Pathway Enrichment of SE-Associated Genes

Super-enhancers and their related genes identified from the MM1S cell line were downloaded from the website http://dbcorc.cam-su.org. H3K27ac ChIP-seq signal was also used to screen SE-associated genes in the MM1S cell line. Pathway enrichment analysis was performed to uncover the biological function of SE-associated genes2. Genes in GSE24080 dataset and the SE-associated genes in the MM1S cell line were overlapped to obtain the matrix of SE-associated genes.

Lasso Penalized Cox Regression Analysis

Super-enhancer-associated genes were further analyzed through the Lasso penalized Cox regression to narrow and select the potential prognostic genes. The contributions of all the genes were weighted by their relative coefficients. Ten-fold cross-validation was used to derive the best-fit lambda value to minimize the mean cross-validated error through the R package “glmnet.” Two parameters of lambda.min and lambda.1se were chosen to establish two ideal prognosis models. The Wilcoxon tests were used to distinguish death and survival events based on the two ideal models. Receiver operating characteristic (ROC) curves were plotted and the area under the ROC (AUC) was also calculated to compare the performance of the two Lasso models.

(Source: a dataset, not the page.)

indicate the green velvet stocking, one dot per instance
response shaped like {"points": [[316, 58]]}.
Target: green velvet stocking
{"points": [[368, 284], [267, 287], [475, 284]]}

Establishment of a Risk Score Model to Predict Patient Overall Survival

After Lasso penalized Cox regression analysis was performed, the risk score model of selected genes was established and the risk scores of all samples were calculated according to the equation: risk score = Σβi Xi. Xi is the gene expression level and βi is the regression coefficient value. Patients were divided into high-risk (risk score > 0) group and low-risk (risk score < 0) group. Gene expression profiles of the identified SE-associated genes were plotted by the heatmap according to the risk group.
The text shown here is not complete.